Para volver a nuestros conductores ebrios que revindican su derecho a manejar en estas condiciones porque solo piensan en las consecuencias del alcohol sobre su salud y no sobre el resto de la sociedad, las alternativas son pocas: o limitamos la movilidad de todos para limitar el número de accidentes causados por quienes conducen en estado de embriaguez, o restringimos el derecho de los borrachos de manejar. Para terminar con este símil, los antivacunas defienden la primera opción, es decir, limitar la libertad de todos para mantener la suya.

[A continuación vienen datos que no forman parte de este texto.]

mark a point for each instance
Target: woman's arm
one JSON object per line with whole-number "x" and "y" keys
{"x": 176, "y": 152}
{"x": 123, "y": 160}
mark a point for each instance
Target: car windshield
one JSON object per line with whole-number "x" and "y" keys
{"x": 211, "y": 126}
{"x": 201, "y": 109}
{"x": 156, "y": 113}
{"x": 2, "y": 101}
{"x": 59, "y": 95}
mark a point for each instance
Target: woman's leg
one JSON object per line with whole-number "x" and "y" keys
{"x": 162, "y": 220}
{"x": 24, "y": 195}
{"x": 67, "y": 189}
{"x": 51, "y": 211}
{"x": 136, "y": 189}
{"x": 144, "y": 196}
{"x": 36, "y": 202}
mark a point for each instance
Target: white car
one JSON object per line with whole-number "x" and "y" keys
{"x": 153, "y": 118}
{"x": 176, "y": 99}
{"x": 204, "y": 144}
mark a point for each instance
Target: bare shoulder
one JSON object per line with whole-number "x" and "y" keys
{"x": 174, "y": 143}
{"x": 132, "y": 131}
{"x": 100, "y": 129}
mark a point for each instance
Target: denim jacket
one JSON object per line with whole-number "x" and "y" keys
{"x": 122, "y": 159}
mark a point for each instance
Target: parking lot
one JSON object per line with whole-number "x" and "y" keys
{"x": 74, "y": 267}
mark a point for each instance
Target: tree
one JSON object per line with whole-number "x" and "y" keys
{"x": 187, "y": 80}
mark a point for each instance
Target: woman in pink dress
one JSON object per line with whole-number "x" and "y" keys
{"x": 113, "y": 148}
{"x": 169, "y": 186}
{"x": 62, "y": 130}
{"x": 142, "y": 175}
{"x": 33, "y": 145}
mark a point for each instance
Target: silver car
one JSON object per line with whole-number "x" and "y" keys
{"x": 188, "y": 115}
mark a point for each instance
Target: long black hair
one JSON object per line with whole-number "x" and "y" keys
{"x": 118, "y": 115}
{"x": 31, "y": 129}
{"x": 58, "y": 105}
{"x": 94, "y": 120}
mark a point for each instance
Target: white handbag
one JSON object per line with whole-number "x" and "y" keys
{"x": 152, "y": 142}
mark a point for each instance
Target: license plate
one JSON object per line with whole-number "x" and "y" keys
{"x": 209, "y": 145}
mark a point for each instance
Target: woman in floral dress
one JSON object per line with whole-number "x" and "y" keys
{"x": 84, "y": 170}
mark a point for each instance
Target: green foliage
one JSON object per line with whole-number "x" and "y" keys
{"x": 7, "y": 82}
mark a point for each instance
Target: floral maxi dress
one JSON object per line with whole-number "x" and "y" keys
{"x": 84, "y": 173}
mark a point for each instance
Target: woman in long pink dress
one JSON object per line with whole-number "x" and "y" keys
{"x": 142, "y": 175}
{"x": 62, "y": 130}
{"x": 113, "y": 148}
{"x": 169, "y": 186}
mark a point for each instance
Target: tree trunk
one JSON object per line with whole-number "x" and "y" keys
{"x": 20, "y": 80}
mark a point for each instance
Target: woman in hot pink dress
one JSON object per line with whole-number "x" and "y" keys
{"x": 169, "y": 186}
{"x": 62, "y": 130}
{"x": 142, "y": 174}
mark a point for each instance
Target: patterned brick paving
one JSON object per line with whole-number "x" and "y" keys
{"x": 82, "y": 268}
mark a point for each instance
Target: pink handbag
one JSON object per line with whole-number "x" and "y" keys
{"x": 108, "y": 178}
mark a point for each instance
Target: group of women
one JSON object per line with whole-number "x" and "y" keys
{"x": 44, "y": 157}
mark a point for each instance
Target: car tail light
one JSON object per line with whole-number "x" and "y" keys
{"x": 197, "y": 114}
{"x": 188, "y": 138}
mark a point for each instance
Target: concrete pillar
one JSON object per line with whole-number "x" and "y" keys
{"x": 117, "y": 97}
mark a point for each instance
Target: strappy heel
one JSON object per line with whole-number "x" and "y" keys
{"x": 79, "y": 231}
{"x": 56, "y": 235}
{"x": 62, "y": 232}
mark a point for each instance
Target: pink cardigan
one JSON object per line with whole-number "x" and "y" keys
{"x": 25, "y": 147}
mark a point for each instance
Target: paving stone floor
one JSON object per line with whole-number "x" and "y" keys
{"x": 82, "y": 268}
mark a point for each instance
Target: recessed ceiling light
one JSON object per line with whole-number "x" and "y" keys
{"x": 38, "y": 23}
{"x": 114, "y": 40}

Económicamente hablando, las vacunas son un excelente ejemplo de decisiones que involucran externalidades positivas, es decir que si cada uno toma la decisión de vacunarse en función de un análisis costo-beneficio en el que solamente consideran aspectos personales, tendremos una cantidad insuficiente de personas vacunadas. Para muchas personas que no tienen vulnerabilidades o comorbilidades, se entiende que el beneficio de la vacuna sea limitado y no justifique su costo, lo cual en este caso se materializa por eventuales efectos secundarios. Es en este punto en el que la gente se debe concientizar de que el beneficio toca medirlo de manera colectiva y no de manera individual. Primero porque, de nuevo, la vacuna protege a los demás, en particular a las personas que tienen un sistema inmunitario más frágil, a veces tan frágil que sería peligroso para ellas vacunarse. Segundo, porque alcanzar rápidamente, a través de una campaña de vacunación, una inmunidad de rebaño es darnos mayor oportunidad de ganar esta carrera contra el virus y sus variantes. Si vamos demasiado lento para alcanzar la inmunidad de rebaño, tendremos nuevas mutaciones para las cuales las vacunas existentes hoy en día no tendrán una buena eficacia y según la inmunidad cruzada entre las diferentes variantes, nos harán volver a niveles bajos de inmunidad colectiva, lo que implicaría muchas más olas de contagios, encierros, enfermos, muertos, y desastrosos resultados para las economías del mundo, sin contar otro sin fin de consecuencias nefastas de salud pública.
Esta carrera contra las variantes del virus es un desafío colectivo, por ende, tenemos que pensar y actuar de manera colectiva para ganarla.